Teams. Everyone is part of multiple teams, at work, at home and in hobbies and community work. We have all had been part of teams that have felt good and worked well, and we have all been in situations that have been completely different. Why? What causes some teams to function well, and leads others to struggle. And what are some of the unusual stories you have about working on teams?
John Donne wrote that “man is not an island”, and no matter whether we prefer to work by ourselves or with others, we will find ourselves in different teams. This section focuses on the way in which your particular team works-what are the customs, profiles, styles and ways of communicating that exist within your team. Equally importantly, why do you exist as a team, and if you weren’t there who would miss you? Teams, just like individuals, need a purpose.
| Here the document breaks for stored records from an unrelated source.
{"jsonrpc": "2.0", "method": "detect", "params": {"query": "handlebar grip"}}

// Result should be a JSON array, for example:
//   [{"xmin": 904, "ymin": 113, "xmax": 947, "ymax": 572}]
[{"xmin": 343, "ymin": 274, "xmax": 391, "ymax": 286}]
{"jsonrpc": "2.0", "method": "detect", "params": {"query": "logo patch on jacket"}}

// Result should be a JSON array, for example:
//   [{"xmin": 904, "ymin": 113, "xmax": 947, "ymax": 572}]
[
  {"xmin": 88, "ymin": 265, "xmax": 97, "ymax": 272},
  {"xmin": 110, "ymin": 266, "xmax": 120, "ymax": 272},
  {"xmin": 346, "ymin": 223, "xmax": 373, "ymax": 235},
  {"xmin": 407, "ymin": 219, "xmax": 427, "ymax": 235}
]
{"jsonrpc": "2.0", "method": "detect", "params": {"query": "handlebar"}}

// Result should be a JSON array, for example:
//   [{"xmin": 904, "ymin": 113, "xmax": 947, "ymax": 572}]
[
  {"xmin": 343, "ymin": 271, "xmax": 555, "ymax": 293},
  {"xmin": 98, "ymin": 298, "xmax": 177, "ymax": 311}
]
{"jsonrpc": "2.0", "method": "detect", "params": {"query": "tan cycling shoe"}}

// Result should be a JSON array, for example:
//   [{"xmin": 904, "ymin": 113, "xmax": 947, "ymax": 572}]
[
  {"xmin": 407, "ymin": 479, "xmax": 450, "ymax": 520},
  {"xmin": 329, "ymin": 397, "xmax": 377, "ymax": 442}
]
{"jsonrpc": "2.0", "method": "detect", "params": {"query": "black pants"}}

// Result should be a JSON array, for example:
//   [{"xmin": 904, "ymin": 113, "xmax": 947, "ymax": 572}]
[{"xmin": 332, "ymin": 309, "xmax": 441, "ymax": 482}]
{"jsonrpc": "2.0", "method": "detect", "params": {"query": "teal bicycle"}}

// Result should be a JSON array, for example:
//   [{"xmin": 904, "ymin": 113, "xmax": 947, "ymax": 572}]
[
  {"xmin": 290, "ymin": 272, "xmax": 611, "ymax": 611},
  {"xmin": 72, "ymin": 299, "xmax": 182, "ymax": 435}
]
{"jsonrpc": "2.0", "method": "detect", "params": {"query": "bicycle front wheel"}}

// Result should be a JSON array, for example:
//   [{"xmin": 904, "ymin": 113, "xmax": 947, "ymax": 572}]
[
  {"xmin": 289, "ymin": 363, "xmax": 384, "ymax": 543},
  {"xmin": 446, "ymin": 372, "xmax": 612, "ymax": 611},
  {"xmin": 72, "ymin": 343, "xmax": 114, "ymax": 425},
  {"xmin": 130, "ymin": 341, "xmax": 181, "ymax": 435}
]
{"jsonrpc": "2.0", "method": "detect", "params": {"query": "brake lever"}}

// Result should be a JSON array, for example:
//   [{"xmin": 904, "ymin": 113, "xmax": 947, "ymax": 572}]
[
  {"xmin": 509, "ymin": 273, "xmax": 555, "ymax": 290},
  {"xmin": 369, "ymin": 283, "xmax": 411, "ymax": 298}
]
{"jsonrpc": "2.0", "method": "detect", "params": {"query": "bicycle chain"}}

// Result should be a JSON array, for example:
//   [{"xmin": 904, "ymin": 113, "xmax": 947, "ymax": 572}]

Everybody has a different role to play on a team — great teams are made up of people with different strengths and weaknesses. But how do you determine what your role is? And how do you know when to change your role for the good of a team. How do you develop the skills not just of leadership, but of followership, and how do you helps others get the best out of you.
Teams do not exist in a vacuum; they have many and varied stakeholders, whether that be in business, home life or community life, and understanding how to interact with people outside of the team is a critical part of being a successful team. How do you keep the balance right between being loyal to team members and being seen as a clique? What is your team brand?
Each team has different ways of working together and no team will be exactly the same. But most successful teams will have established an approach and a clarity to the way they work that will bring out the best n each other and will ensure that everyone is clear about who is accountable for what, and what the end result should be. But what happens if this isn’t there, and how do you handle the inevitable conflict that will come about?
Teams make decisions all the time; as individuals and as teams. Yet why is it that teams made up of bright, talented people can make bad decisions? What gets in the way of making great decisions, and what are some of the warning signs that teams are in danger of being misled by groupthink or biases. And for you personally, where are your weaknesses in decision making, and how can your team recognise these and support you.